Reading through the Pastoral letters of the New Testament, I’ve been struck by the fact that if I don’t insist on Gospel-centered doctrine in my church, then I will fail you in at least five ways. If I don’t insist on Gospel-centered doctrine, then…
- The church will devolve into a socially-minded non-profit or a consumeristic Groupon. The gospel of Jesus Christ is what sets the church apart from any other organization or community. If I remove the gospel, or don’t insist on its centrality in everything we do, then you do not need the church. You can find social service outlets with better non-profits and community with Groupon gatherings.

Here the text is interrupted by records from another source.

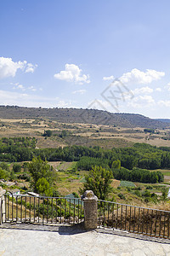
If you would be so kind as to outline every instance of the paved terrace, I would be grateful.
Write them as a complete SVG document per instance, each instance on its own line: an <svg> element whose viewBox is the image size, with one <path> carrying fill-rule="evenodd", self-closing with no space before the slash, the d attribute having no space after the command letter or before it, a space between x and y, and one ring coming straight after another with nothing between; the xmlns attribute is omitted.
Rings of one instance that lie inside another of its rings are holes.
<svg viewBox="0 0 170 256"><path fill-rule="evenodd" d="M84 231L77 224L3 224L0 255L170 256L170 241L109 229Z"/></svg>

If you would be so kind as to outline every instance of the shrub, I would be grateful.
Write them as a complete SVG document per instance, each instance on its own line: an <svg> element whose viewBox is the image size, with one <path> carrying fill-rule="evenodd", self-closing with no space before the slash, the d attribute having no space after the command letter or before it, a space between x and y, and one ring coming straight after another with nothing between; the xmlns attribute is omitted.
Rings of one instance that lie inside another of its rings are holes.
<svg viewBox="0 0 170 256"><path fill-rule="evenodd" d="M20 165L14 163L14 166L13 166L13 171L14 172L20 172L20 171L21 171Z"/></svg>

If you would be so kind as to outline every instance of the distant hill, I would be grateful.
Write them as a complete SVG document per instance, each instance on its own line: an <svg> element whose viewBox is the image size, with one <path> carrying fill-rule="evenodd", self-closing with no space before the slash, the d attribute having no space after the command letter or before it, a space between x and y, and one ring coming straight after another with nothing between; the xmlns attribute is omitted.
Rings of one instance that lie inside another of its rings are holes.
<svg viewBox="0 0 170 256"><path fill-rule="evenodd" d="M0 119L47 118L63 123L85 123L122 127L165 128L169 122L152 119L141 114L117 113L97 109L42 108L0 106Z"/></svg>
<svg viewBox="0 0 170 256"><path fill-rule="evenodd" d="M170 123L170 119L155 119L155 120L161 121L163 123Z"/></svg>

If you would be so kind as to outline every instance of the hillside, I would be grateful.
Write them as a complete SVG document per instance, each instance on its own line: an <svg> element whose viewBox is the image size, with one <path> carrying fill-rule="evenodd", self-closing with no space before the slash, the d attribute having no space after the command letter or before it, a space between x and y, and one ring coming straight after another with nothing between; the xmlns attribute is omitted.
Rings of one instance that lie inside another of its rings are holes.
<svg viewBox="0 0 170 256"><path fill-rule="evenodd" d="M114 113L107 111L82 108L42 108L0 106L0 119L47 118L62 123L107 125L121 127L165 128L169 123L151 119L141 114Z"/></svg>
<svg viewBox="0 0 170 256"><path fill-rule="evenodd" d="M156 119L155 120L164 122L164 123L170 123L170 119Z"/></svg>

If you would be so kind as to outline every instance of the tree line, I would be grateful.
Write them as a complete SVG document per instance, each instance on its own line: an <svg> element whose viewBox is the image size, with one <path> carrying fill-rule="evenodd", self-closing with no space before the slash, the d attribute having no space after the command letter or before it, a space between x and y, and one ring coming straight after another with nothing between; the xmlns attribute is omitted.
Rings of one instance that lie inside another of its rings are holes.
<svg viewBox="0 0 170 256"><path fill-rule="evenodd" d="M170 168L170 148L135 143L133 147L104 149L98 146L68 146L57 148L36 148L35 138L2 138L0 139L0 161L29 161L40 156L48 161L79 161L79 166L88 166L88 162L100 162L101 166L111 167L114 160L119 160L121 166L128 170ZM86 160L84 159L86 157ZM97 159L97 160L95 160ZM82 162L84 164L82 164ZM95 162L95 163L94 163Z"/></svg>

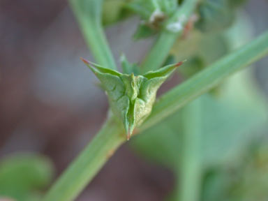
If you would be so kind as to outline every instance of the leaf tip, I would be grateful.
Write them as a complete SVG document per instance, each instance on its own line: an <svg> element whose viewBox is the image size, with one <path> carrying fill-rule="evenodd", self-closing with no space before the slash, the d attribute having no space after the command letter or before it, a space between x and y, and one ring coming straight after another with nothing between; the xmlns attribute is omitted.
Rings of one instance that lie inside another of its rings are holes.
<svg viewBox="0 0 268 201"><path fill-rule="evenodd" d="M80 57L80 59L82 61L83 61L86 65L89 65L90 64L89 61L84 59L83 57Z"/></svg>
<svg viewBox="0 0 268 201"><path fill-rule="evenodd" d="M177 63L176 64L175 64L175 67L179 67L179 66L181 66L185 61L186 61L187 60L186 59L185 59L185 60L184 60L184 61L179 61L179 62L178 62L178 63Z"/></svg>

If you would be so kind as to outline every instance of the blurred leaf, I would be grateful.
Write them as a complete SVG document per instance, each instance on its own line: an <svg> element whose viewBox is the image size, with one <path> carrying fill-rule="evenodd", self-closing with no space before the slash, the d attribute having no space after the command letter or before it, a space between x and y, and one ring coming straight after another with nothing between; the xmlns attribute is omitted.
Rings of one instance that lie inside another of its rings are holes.
<svg viewBox="0 0 268 201"><path fill-rule="evenodd" d="M146 24L140 24L137 27L136 32L133 35L135 40L139 40L152 36L156 34L156 31L151 29Z"/></svg>
<svg viewBox="0 0 268 201"><path fill-rule="evenodd" d="M0 196L18 201L38 200L36 199L39 196L38 191L50 184L52 175L52 165L43 156L10 156L0 163Z"/></svg>
<svg viewBox="0 0 268 201"><path fill-rule="evenodd" d="M201 98L205 167L235 158L266 120L266 105L247 74L244 71L230 78L218 99L209 95ZM180 156L179 115L179 112L135 137L132 142L137 151L173 168Z"/></svg>
<svg viewBox="0 0 268 201"><path fill-rule="evenodd" d="M204 32L218 31L230 27L234 8L226 0L203 0L198 8L200 20L196 27Z"/></svg>

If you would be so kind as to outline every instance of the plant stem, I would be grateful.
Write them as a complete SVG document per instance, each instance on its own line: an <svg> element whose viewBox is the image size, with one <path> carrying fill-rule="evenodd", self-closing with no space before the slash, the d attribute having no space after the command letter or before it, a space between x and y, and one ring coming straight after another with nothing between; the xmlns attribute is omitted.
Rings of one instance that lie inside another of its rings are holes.
<svg viewBox="0 0 268 201"><path fill-rule="evenodd" d="M140 131L157 124L189 101L217 86L231 74L267 54L268 32L265 32L162 96L155 103Z"/></svg>
<svg viewBox="0 0 268 201"><path fill-rule="evenodd" d="M178 164L180 172L179 191L176 200L198 201L201 186L201 126L200 100L194 100L181 110L181 161Z"/></svg>
<svg viewBox="0 0 268 201"><path fill-rule="evenodd" d="M167 24L174 23L181 19L181 26L187 22L187 19L192 15L198 0L186 0L180 6L174 16L168 20ZM146 73L160 68L168 56L177 38L181 34L183 30L178 32L172 32L167 29L163 30L156 39L148 55L143 61L141 70Z"/></svg>
<svg viewBox="0 0 268 201"><path fill-rule="evenodd" d="M107 68L117 70L101 24L103 1L70 0L70 4L96 62Z"/></svg>
<svg viewBox="0 0 268 201"><path fill-rule="evenodd" d="M108 119L96 136L57 179L43 201L73 200L126 140L123 126Z"/></svg>
<svg viewBox="0 0 268 201"><path fill-rule="evenodd" d="M188 80L174 88L155 104L152 113L137 131L144 131L216 87L235 71L268 54L268 33L223 57ZM86 149L64 172L43 201L73 200L126 140L124 129L111 118Z"/></svg>

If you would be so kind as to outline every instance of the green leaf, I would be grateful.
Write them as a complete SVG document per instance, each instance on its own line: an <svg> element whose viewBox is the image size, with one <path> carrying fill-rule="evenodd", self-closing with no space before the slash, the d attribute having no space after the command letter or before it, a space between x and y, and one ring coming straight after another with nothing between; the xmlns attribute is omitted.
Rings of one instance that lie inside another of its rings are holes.
<svg viewBox="0 0 268 201"><path fill-rule="evenodd" d="M112 111L124 124L128 139L134 128L140 126L151 113L158 89L174 70L182 64L179 62L135 76L133 73L122 74L84 59L82 61L100 81L107 92Z"/></svg>
<svg viewBox="0 0 268 201"><path fill-rule="evenodd" d="M0 197L38 200L30 199L50 183L53 170L51 162L43 156L20 154L7 157L0 162Z"/></svg>
<svg viewBox="0 0 268 201"><path fill-rule="evenodd" d="M202 1L198 10L200 20L196 27L204 32L221 31L234 18L234 9L226 0Z"/></svg>

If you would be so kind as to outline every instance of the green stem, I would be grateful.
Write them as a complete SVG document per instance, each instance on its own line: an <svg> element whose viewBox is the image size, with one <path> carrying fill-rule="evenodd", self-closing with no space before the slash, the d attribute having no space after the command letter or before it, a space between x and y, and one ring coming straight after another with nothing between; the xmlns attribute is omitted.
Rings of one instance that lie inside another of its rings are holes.
<svg viewBox="0 0 268 201"><path fill-rule="evenodd" d="M267 54L268 32L266 32L162 96L140 129L143 131L157 124L230 75Z"/></svg>
<svg viewBox="0 0 268 201"><path fill-rule="evenodd" d="M173 23L181 19L181 25L187 22L187 19L192 15L198 0L187 0L179 7L174 16L167 22ZM156 43L150 50L148 55L142 64L141 69L143 73L159 68L170 53L177 38L181 34L183 30L172 32L165 29L156 39Z"/></svg>
<svg viewBox="0 0 268 201"><path fill-rule="evenodd" d="M155 104L141 131L216 87L223 79L268 54L268 33L231 53L170 91ZM126 140L122 125L110 119L82 154L64 172L45 195L44 201L73 200Z"/></svg>
<svg viewBox="0 0 268 201"><path fill-rule="evenodd" d="M117 65L101 24L102 0L70 0L87 45L96 62L117 70Z"/></svg>
<svg viewBox="0 0 268 201"><path fill-rule="evenodd" d="M122 126L108 119L96 136L57 180L43 201L73 200L126 140Z"/></svg>
<svg viewBox="0 0 268 201"><path fill-rule="evenodd" d="M182 143L181 161L178 165L180 172L177 199L181 201L198 201L201 186L201 126L200 98L188 103L181 110Z"/></svg>

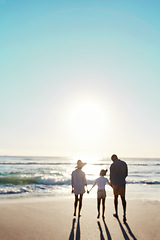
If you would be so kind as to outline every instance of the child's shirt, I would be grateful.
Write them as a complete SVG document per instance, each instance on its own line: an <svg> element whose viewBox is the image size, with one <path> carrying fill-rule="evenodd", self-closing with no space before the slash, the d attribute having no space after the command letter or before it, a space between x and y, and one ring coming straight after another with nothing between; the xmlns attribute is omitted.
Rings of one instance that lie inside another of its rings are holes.
<svg viewBox="0 0 160 240"><path fill-rule="evenodd" d="M100 176L94 181L93 186L97 185L98 190L105 190L106 183L109 184L108 178L105 178L104 176Z"/></svg>

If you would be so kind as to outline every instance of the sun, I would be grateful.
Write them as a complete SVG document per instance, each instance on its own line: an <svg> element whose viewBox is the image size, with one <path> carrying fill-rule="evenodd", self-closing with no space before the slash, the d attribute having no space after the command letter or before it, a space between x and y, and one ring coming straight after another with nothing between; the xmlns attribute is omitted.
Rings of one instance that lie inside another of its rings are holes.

- You will lose a substantial reason for living in community and on mission. Though anyone can experience community and mission outside of the church, it is a gospel-centered church that keeps mission and community from becoming your raison d’etre (reason for being). If community becomes your reason for being, then your community will likely become ingrown, selfish, snobbish, cliquish NOT inclusive, diverse, generous, growing, and vibrant. If mission is your raison d’etre, they mission will eventually become optional or so essential that you will look down on others who aren’t on mission. Only the gospel can call us away from these two extremes because it reminds us that Jesus Christ is our raison d’etre. Bottomline, community and mission will always fail you but Jesus will not. You need a church that reminds you of that.
- I will become unfaithful to what the Bible teaches and misrepresent historic Christianity to you. This is intellectually dishonest, historically unfaithful, and theologically untenable. You need a pastor who does not see doctrine as an end in itself, but that the gospel is the end of every doctrine.
- I will remove the one Person that consistently loves you, satisfies you, beautifies you, and releases you into your created purpose–to glorify God by enjoying him and calling others into a life of spreading that gospel joy over all the earth.
- I will remove the very Person and principle upon which the church was formed–Jesus Christ. Not only is this inconsistent, it is a genetic fallacy, distorting something from its designed purpose, tampering with its DNA.